JBS Five Rivers Cattle Feeding has been exploring ways to do just that for the past five years. Through a partnership with Harsh International Inc. of Eaton, a theory is close to becoming a reality.

Basically, the system would burn feedlot manure to the point that it produces a gas that could be used to produce steam energy.

Recently, JBS Five Rivers and Harsh demonstrated a prototype gasifier of what JBS intends to install at its newly renovated feedlot at Kuner, which is east of Kersey, by the end of this year.

The company intends to install three of the Harsh-built commercial gasifiers, which will replace the feedlot’s three boilers that are used to flake corn, part of the diet given to cattle.

Andy Brown of Harsh International said the gasifier was created by a Canadian inventor about 10 years ago. Harsh has developed what Brown called a strategic alliance to build the prototype — and eventually commercial units. The prototype can burn about 250 pounds of manure per hour; the commercial unit will handle 4,200 pounds.

“This is the most exciting thing I’ve been involved with in my career,” Brown, 79, said.
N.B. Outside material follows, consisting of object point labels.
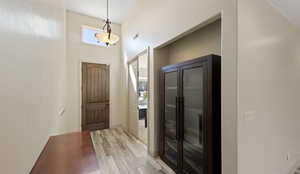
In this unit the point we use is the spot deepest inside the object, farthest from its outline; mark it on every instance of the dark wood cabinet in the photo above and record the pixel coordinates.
(190, 131)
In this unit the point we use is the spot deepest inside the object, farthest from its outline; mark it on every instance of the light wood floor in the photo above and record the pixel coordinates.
(118, 152)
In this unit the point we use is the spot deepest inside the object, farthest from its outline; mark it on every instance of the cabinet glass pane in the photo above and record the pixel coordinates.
(193, 118)
(170, 117)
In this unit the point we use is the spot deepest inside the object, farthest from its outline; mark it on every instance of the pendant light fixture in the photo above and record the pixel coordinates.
(106, 36)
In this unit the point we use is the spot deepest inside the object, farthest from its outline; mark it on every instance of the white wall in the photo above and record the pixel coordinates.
(77, 52)
(269, 83)
(160, 21)
(32, 73)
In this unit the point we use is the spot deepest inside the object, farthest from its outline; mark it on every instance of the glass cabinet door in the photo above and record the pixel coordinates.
(170, 133)
(193, 131)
He bought Harsh in 1986 and runs the company with his son, Bob. For years, Harsh has been involved in the manufacture of hydraulic lifts and other agriculture equipment.

Tom McDonald, vice president of environmental affairs for JBS Five Rivers, said the new equipment will result in an 80 percent reduction in the natural gas that is presently used to operate the boilers. Each of the gasifiers, he said, will cost $425,000.

In comparison, John Slutskey, who operates a dairy near Wellington and is chairman of the Colorado Air Quality Commission, said a digester for his dairy would cost $1.3 million, or $1,000 a cow. But he and McDonald were quick to point out that a gasifier and a digester are two different types of technology. Feedlot manure, they said, contains a lot of dirt, unlike that of dairy manure, since those cows stand on solid flooring such as concrete.

McDonald said while JBS Five Rivers has been looking at the technology for the past five years, it was about two years ago when company officials approached Harsh to see if it could build the gasifier.

The gasifier works by taking the manure into a container much like what McDonald called a “pizza oven,” only once operational, it operates at 1,600 degrees. The gas coming off the manure is pulled into a waste heat boiler, which produces the steam to flake the corn.